# Need Help with Corsair PSU



## amolwagh (Jul 15, 2012)

Hello Guyz,

I own a old PC with AMD Athlon X2 7750 Dual Core Processor + Asus M3A Motherboard 500GB HDD + 2GB RAM

All configuration is DDR2, So i am adding more 2 GB RAM to it for some casual gaming at decent FPS.


For this I am adding either *HIS Radeon HD 6670 1 GB* @5k or _*PowerColor Radeon HD6750 1 GB*_ @5.6k. Graphics to it.

My problem is Should I use - Corsair VS450 PSU or Corsair CMPSU-430CXV2UK  ?

Why 450 Watt PSU is cheaper, is there any important specs difference?

Just suggest me what PSU is good for me and secondly I heard AMD needs 500+ Watt power supply. So is 430 or 450 watt supply is good enough?

Open for any suggestion regarding graphics or PSU...
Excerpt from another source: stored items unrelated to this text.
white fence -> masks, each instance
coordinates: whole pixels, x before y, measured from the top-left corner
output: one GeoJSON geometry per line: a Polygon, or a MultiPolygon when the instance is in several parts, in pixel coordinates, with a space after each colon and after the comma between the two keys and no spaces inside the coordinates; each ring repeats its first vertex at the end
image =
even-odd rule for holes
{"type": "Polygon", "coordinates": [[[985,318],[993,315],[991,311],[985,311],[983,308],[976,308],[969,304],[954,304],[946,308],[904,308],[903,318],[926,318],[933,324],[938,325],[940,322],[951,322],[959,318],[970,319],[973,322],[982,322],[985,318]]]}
Also which latest game you think i can play with this whole rig at decent fps?


----------



## saikiasunny (Jul 15, 2012)

If possible get the cx430, has better components compared to the vs450. 
For games, if you are on low resolution, you can easily play games on low to medium settings. For better experience, you need to upgrade the whole rig.


----------



## amolwagh (Jul 15, 2012)

Ok, Thanks!


----------



## saikiasunny (Jul 15, 2012)

Welcome


----------



## d6bmg (Jul 16, 2012)

Buy any of those PSUs. 
that VS450 watt is cheaper because of its slightly lower efficiency than that of CX430 and also lack of 80+ certification.


----------